Single by Travis

from the album The Man Who
- Released: 2 August 1999
- Genre: Post-Britpop
- Length: 4:25 (album version); 3:14 (radio edit);
- Label: Independiente
- Songwriter: Fran Healy
- Producer: Mike Hedges

Travis singles chronology
| "Driftwood" (1999) | "Why Does It Always Rain on Me?" (1999) | "Turn" (1999) |

Music video
- "Why Does It Always Rain on Me?" on YouTube

= Why Does It Always Rain on Me? =

1999 single by Travis

"Why Does It Always Rain on Me?" is a song by Scottish band Travis from their second studio album, The Man Who (1999). Written by frontman Fran Healy, produced by Mike Hedges and recorded at Chateau de la Rouge Motte in Domfront en Poiraie and Abbey Road Studios in London, England. It was released as the third single from The Man Who, after "Writing to Reach You" and "Driftwood". Healy stated that he wrote the song whilst on holiday in Israel whilst looking for winter sunshine, but during his holiday, it rained the whole time.

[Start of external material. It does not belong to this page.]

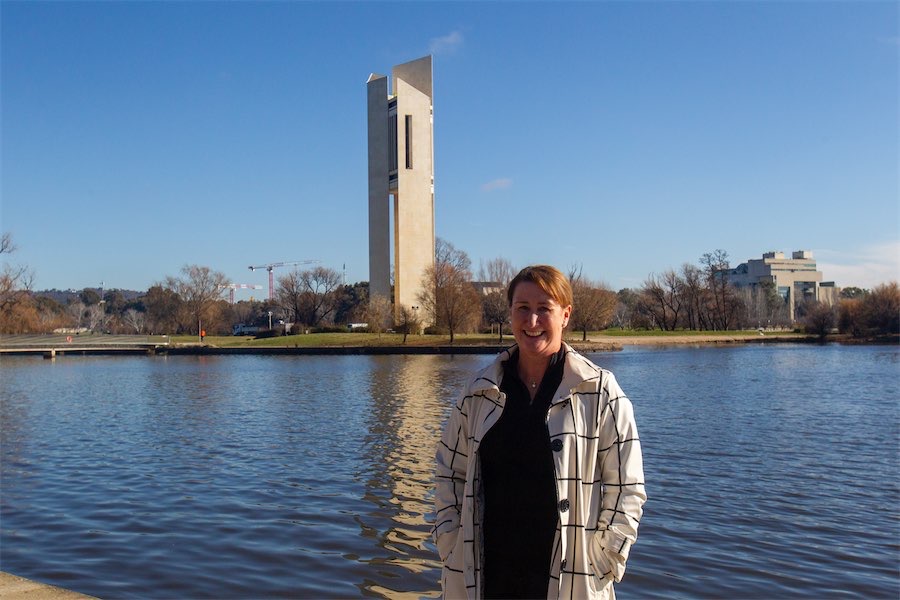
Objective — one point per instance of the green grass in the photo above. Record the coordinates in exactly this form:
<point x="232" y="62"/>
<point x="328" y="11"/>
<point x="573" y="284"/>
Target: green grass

Considered by Songwriting Magazine as their breakthrough single, it reached number four on the Scottish Singles Charts and number 10 on the UK Singles Charts. It achieved commercial success internationally, peaking within the top 20 in Australia and achieving moderate success in Europe, North America and New Zealand. In a poll by listeners of Absolute Radio, the song was ranked 62nd on a list of the top 100 songs of the 1990s.

==Background==
Fran Healy started writing the song while on holiday in Eilat, Israel. According to Healy, he was looking for some winter sun when his accountant suggested Eilat, which is known for its hot, rainless weather even during winter time. However, on the way to the hotel, it began to rain, which lasted until he left a week later.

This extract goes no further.